Posted on August 10, 2011
Filed Under Investment Strategy, Investor Mistakes, Mutual Funds, Personal Investing
The stock market has tumbled. Financial headlines and talking heads on TV warn of dire developments ahead. And sure enough, a few of our clients called, thinking about selling all their mutual funds and moving to cash.
Is this smart? Well, it may be if a) it lets you sleep at night, or b) you will need to start living off some of your managed money within the next five years.
For me personally, I try to add to my stock market positions when markets falter. That strategy seems to have worked well for the second wealthiest man in America.

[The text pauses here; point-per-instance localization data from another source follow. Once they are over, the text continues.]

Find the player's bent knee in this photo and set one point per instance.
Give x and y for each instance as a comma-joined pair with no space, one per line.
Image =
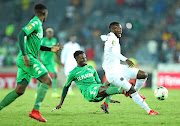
132,90
146,75
48,81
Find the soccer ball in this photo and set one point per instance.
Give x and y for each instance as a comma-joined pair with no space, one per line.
161,93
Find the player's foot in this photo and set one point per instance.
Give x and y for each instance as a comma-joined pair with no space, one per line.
152,112
37,115
70,92
113,101
104,107
142,96
55,95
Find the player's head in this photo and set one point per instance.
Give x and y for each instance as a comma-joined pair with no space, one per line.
80,58
116,28
40,10
73,38
49,33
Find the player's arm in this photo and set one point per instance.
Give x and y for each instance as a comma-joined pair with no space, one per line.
96,76
54,48
65,90
116,53
22,39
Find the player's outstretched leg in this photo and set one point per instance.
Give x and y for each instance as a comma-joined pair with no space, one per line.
9,98
41,93
138,100
121,82
141,79
109,91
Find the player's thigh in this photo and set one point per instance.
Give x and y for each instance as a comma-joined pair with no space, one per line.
92,92
121,82
22,77
36,68
130,72
51,67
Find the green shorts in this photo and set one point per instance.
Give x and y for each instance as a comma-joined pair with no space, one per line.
92,92
51,67
25,74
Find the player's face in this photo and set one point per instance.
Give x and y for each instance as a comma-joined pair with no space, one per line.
50,34
45,15
118,30
81,60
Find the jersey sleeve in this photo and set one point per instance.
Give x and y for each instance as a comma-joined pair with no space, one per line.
69,79
96,76
30,27
110,43
42,42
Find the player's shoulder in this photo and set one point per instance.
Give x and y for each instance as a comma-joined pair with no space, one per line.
90,67
34,21
72,72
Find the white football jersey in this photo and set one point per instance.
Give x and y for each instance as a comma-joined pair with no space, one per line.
112,52
67,56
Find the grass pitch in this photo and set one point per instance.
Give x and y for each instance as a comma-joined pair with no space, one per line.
77,111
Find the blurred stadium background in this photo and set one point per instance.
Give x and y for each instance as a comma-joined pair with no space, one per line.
150,34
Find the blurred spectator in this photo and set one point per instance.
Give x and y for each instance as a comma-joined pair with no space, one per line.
159,10
120,2
152,48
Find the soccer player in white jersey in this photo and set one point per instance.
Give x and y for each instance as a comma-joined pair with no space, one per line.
67,56
118,74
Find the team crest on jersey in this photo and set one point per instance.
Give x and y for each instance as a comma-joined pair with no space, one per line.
30,27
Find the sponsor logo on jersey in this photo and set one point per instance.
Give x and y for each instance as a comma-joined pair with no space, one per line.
78,72
30,27
84,76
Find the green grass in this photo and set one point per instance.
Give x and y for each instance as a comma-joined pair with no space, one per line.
77,111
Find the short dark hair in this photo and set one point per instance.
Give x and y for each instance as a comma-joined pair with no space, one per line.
112,24
39,8
76,54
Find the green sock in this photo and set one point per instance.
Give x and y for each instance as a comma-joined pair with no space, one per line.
113,90
54,84
41,93
8,99
38,84
108,99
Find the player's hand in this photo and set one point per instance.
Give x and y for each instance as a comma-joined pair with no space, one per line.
56,48
130,63
113,101
26,60
57,107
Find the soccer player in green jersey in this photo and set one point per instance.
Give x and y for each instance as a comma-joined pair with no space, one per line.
29,66
47,59
88,83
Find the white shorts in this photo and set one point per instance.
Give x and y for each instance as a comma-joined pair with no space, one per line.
121,75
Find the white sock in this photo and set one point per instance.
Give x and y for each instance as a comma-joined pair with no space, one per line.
136,97
139,84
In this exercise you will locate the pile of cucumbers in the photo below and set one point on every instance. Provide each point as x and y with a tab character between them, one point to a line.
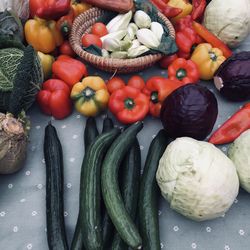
118	207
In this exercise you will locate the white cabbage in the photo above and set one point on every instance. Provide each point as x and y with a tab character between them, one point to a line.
197	179
229	20
238	152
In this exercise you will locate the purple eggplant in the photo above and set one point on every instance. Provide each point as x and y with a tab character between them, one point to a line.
232	78
190	110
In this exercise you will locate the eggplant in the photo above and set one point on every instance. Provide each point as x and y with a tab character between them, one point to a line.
232	78
191	111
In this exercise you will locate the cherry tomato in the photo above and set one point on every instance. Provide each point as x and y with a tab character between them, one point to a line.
167	60
136	82
99	29
115	83
90	39
65	49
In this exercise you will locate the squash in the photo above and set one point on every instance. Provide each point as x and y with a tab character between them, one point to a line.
229	20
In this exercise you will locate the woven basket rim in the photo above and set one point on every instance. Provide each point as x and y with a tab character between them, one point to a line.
95	12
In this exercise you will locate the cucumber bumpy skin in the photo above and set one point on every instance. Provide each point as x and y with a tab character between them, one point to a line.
90	133
90	199
110	187
149	193
56	234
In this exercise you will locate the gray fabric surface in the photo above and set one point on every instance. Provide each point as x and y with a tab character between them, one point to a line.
22	199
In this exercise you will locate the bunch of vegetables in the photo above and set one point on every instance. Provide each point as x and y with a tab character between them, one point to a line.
121	38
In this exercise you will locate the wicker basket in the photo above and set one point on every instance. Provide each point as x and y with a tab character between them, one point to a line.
82	25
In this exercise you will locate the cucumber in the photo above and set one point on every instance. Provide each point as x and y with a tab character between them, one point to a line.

“We simply attempt to be fearful when others are greedy and to be greedy only when others are fearful.”
- Warren Buffett
Right now stock market investors are nervous. Many are, to use Buffett’s term, fearful. But if your investment time horizon is at least five years into the future (and I don’t mean that you will retire in five years, but that you will need to start withdrawing money to live on in less than five years), I believe you should consider bear markets to be buying opportunities. Stocks (and stock mutual funds) are on sale.

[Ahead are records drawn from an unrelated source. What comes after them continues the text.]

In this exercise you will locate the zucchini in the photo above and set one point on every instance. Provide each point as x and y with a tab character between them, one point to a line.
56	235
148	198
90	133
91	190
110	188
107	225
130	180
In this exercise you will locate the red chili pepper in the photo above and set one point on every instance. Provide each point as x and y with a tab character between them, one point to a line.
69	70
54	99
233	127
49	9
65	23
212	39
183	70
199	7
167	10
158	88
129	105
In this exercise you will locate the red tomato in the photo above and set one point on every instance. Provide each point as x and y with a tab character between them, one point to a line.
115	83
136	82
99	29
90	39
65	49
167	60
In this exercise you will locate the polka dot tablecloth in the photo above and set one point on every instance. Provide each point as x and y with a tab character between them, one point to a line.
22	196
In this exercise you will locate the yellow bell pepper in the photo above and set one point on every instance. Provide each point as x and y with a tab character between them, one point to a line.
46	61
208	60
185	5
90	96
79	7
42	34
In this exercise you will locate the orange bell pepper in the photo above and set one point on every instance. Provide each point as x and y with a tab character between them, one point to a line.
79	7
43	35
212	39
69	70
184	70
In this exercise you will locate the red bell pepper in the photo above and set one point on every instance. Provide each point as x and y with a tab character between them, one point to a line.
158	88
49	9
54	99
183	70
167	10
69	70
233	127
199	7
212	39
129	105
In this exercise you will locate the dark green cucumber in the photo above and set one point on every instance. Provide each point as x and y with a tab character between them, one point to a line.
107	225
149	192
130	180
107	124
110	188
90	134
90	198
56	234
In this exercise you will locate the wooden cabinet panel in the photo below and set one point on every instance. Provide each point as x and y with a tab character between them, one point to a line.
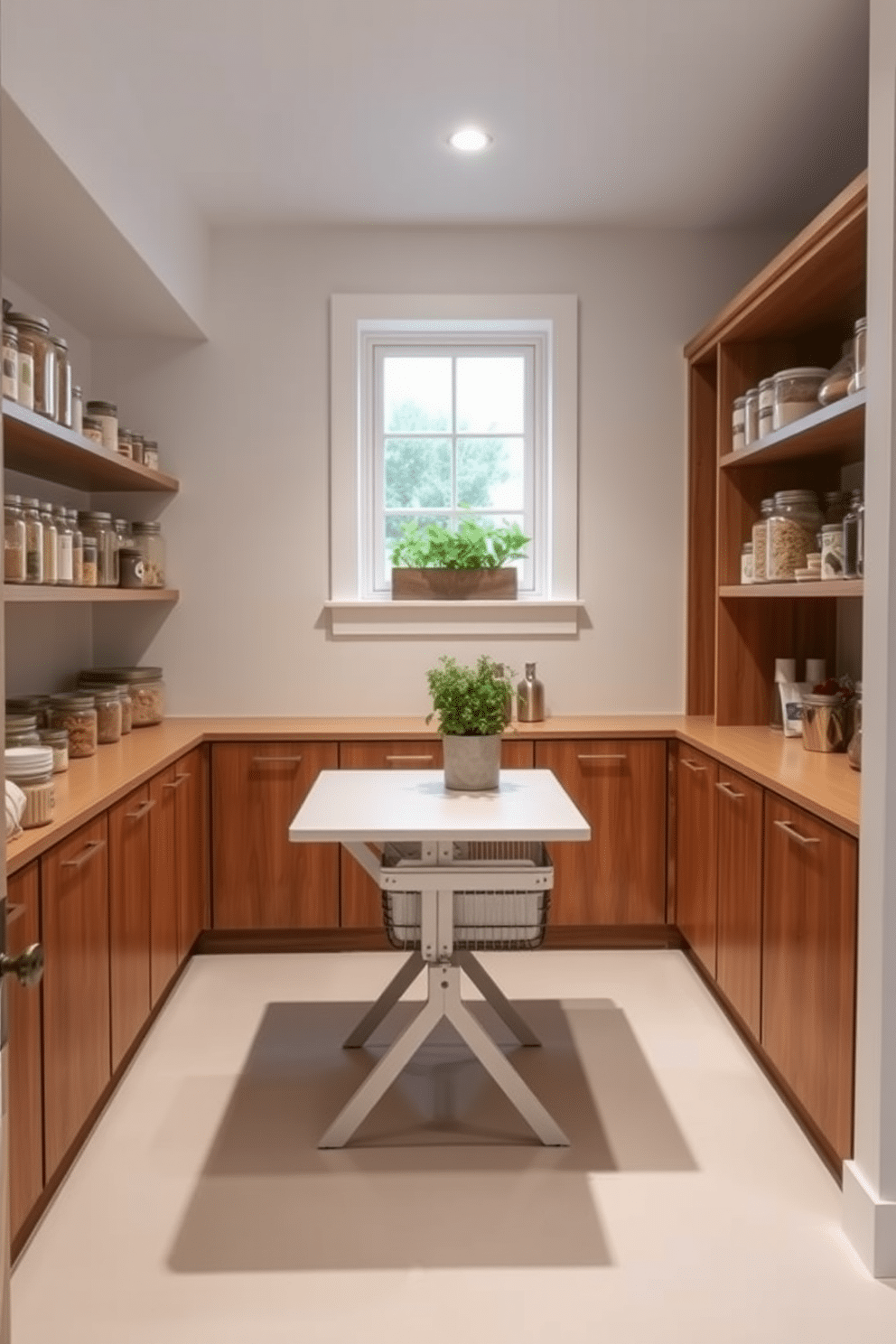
620	876
696	876
74	917
739	942
23	1024
129	919
809	964
261	881
191	824
360	900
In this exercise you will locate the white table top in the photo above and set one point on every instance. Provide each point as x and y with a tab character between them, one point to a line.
352	806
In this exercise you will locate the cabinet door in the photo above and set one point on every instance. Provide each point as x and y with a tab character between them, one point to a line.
739	944
191	808
74	914
696	854
129	919
360	900
620	875
809	964
23	1023
261	881
163	879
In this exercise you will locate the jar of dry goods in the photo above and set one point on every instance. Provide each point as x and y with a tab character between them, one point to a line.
35	341
107	415
751	417
766	406
58	742
793	526
738	421
31	769
77	713
10	362
91	427
14	540
33	540
149	542
797	394
50	540
761	540
63	382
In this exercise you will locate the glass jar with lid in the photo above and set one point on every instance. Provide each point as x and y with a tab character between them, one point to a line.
63	382
50	542
149	542
14	540
793	527
761	540
77	713
35	341
10	362
97	526
33	540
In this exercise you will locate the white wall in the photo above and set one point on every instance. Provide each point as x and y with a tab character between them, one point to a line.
243	422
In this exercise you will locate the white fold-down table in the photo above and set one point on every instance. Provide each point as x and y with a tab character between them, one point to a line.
458	871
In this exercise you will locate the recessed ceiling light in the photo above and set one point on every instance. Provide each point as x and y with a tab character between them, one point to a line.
469	140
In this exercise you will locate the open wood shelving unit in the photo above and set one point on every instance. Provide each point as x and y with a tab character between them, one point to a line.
797	311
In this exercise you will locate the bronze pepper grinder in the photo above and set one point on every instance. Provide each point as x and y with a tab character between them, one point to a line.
529	698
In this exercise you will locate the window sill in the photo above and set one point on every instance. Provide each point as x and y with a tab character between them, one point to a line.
421	620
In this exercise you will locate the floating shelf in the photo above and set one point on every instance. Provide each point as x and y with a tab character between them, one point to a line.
41	448
835	430
36	593
809	589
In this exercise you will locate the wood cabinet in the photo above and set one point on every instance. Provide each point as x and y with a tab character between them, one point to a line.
696	879
360	900
620	875
24	1051
261	881
129	919
809	964
74	917
739	901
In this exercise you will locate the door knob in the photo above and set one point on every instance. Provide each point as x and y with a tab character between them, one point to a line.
27	966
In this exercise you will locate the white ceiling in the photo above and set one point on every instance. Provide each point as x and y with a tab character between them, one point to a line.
673	113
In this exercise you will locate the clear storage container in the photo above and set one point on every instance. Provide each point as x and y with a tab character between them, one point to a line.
793	527
797	394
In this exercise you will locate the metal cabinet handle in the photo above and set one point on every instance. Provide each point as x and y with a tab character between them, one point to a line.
791	831
89	851
141	811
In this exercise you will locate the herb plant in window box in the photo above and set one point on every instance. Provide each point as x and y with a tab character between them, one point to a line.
471	705
437	562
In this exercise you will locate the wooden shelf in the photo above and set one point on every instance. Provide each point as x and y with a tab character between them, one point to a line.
36	593
807	589
41	448
832	430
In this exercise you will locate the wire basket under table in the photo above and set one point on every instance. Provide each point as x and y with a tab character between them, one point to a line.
490	913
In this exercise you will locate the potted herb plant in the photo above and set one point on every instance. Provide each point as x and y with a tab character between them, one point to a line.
471	705
474	561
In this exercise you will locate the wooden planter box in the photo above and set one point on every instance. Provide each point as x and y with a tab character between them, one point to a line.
425	585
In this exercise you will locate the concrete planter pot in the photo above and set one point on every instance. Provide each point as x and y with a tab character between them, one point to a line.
452	585
471	763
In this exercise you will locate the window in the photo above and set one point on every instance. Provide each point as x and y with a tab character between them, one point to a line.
443	404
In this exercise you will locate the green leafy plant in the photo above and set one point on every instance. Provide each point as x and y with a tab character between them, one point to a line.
471	702
474	546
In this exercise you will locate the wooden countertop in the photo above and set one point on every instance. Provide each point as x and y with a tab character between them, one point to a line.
822	784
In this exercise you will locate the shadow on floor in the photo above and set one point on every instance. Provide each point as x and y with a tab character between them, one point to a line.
443	1172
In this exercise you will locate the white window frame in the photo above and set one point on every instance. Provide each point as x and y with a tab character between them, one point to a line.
358	322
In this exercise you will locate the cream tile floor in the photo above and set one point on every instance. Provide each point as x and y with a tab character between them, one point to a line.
689	1206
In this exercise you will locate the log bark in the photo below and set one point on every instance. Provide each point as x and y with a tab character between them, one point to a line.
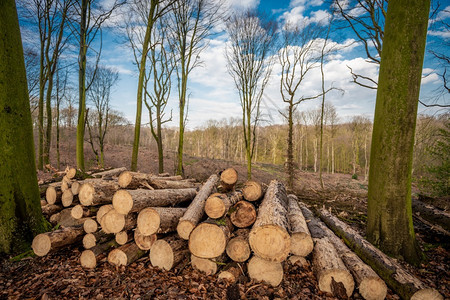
301	241
195	210
217	205
45	242
243	214
209	239
269	238
431	214
168	252
329	267
159	219
126	201
97	192
79	211
238	248
209	266
263	270
125	255
396	277
90	257
252	190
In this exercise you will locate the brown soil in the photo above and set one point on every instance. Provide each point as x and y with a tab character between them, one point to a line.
60	276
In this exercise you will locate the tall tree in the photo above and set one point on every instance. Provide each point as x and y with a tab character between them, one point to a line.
252	39
191	24
389	198
21	215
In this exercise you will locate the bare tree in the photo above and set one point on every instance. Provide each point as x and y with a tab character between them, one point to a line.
190	25
252	40
99	94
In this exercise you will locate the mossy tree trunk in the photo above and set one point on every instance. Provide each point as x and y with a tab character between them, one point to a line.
20	208
389	204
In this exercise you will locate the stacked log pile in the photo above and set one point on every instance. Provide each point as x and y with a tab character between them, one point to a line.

Yes, they could very well become much cheaper, but the future is unknowable, and you have the certainty of knowing that right now you can buy into the stock market for substantially less than what the world considered a fair price just weeks ago. Those opportunities don’t roll around too often.

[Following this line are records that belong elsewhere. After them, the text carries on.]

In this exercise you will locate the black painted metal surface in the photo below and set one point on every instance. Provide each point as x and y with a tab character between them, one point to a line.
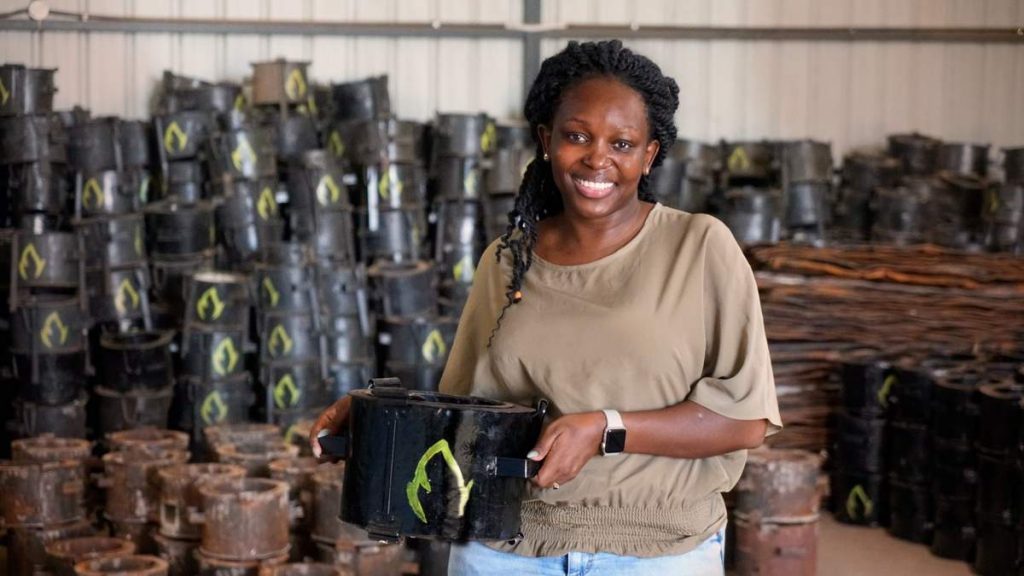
434	465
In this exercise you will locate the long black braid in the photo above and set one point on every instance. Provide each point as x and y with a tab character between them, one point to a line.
538	198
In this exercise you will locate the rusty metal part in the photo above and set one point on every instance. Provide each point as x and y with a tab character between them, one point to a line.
298	474
244	519
363	558
255	456
179	495
241	434
64	554
139	533
303	569
147	440
27	546
218	567
123	566
180	554
778	484
39	494
48	448
777	549
131	483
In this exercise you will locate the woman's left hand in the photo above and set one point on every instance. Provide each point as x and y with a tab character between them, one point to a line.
565	446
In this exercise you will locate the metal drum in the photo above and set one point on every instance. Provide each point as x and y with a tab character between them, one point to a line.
27	90
37	137
183	134
918	154
419	464
364	99
281	82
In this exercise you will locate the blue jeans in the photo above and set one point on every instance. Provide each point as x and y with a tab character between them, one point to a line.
476	560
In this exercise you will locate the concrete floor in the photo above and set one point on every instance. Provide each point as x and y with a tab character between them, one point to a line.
855	550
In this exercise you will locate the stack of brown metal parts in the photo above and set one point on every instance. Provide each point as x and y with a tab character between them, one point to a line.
259	508
819	302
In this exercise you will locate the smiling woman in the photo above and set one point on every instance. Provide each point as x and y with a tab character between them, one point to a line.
640	324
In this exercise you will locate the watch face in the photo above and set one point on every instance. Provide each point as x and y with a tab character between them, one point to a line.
614	441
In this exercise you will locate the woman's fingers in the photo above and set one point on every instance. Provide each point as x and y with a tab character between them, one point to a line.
566	446
330	421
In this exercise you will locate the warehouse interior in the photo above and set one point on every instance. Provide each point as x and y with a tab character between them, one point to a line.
219	216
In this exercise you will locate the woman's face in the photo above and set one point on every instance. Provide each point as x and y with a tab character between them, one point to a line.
599	144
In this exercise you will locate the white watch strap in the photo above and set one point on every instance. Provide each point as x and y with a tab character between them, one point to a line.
612	419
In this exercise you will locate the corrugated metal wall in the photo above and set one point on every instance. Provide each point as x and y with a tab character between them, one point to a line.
849	93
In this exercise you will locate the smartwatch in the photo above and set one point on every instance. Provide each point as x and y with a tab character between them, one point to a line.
614	434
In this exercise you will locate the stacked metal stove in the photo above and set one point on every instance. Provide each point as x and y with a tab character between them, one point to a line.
934	451
751	202
179	217
858	447
687	176
45	314
1004	211
111	159
43	500
460	146
807	186
214	384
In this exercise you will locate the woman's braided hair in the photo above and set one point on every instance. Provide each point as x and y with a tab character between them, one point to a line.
538	196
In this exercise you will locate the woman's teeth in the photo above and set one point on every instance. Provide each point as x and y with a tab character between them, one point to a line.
592	186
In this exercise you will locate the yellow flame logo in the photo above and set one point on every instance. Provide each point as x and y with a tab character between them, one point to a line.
52	323
280	342
469	182
126	295
243	155
420	480
738	160
489	137
433	347
385	188
31	255
210	299
858	495
138	242
328	191
286	394
464	270
175	139
295	86
271	291
266	206
143	190
92	195
335	145
225	357
294	435
887	388
213	410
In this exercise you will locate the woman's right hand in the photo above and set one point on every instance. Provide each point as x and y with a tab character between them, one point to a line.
330	421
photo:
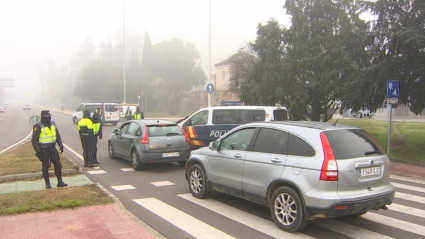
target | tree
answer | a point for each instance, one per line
(177, 63)
(397, 44)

I recognize that it takes some serious internal fortitude to jump in when others are bailing out – and yes, it takes some spare cash, which not everyone has right now – but it does appear that Mr. Buffett has done OK by buying when others are selling.
This is, after all, America, and we have always dug ourselves out of holes. We will again, and those who can buy now, or at least stay in the market, will likely be amply rewarded in the years ahead.